Kosovo promised to cooperate with an EU led inquiry into allegations of war crimes and crimes against humanity committed by the Kosovo Liberation Army (KLA) against minority Serb and Roma communities in the late 1990s.

The inquiry is led by the EU's Special Investigative Task Force (SITF), set up in 2011 to investigate allegations made by the Special Rapporteur of the Council of Europe including mass atrocities and that of organ harvesting from dead prisoners.

"Kosovo will fully co-operate with the SITF and the country's institutions will make the necessary legal and constitutional changes to establish the new special court," Kosovo President Atifete Jahjaga was quoted by SE Times as saying.

"The government of Kosovo praises the conclusion of the work of Ambassador Williamson, which is an important step in the eventual definition of individual responsibility, and will provide an end to the pretentions of other un-proven allegations," Pristina said in a statement.
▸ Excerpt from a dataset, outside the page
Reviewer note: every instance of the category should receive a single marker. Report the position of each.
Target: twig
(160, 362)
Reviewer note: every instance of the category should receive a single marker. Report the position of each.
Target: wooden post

In a damning report released last month, STIF prosecutor, Clint Williamson echoed those allegations. Whilst he did not name the suspects, referring only to "senior officials of the former Kosovo Liberation Army", he is believed to have drawn up a list of individuals to be indicted, which includes those within the leading party and opposition. 

“Horrible things happened and they need to be addressed,” Petrit Selimi, Kosovo's deputy foreign minister told the Economist.

Detailing crimes including "unlawful killings, abductions, enforced disappearances, illegal detentions in camps in Kosovo and Albania, sexual violence, other forms of inhumane treatment, forced displacements of individuals from their homes and communities, and desecration and destruction of churches and other religious sites," the SITF report said:
"This effectively resulted in the ethnic cleansing of large portions of the Serb and Roma populations from those areas in Kosovo south of the Ibar river, with the exception of a few scattered minority enclaves."

"We believe that the evidence is compelling that these crimes were not the acts of rogue individuals acting on their own accord, but rather that they were conducted in an organised fashion and were sanctioned by certain individuals in the top levels of the KLA leadership. The widespread or systematic nature of these crimes in the period after the war ended in June 1999 justifies a prosecution for crimes against humanity."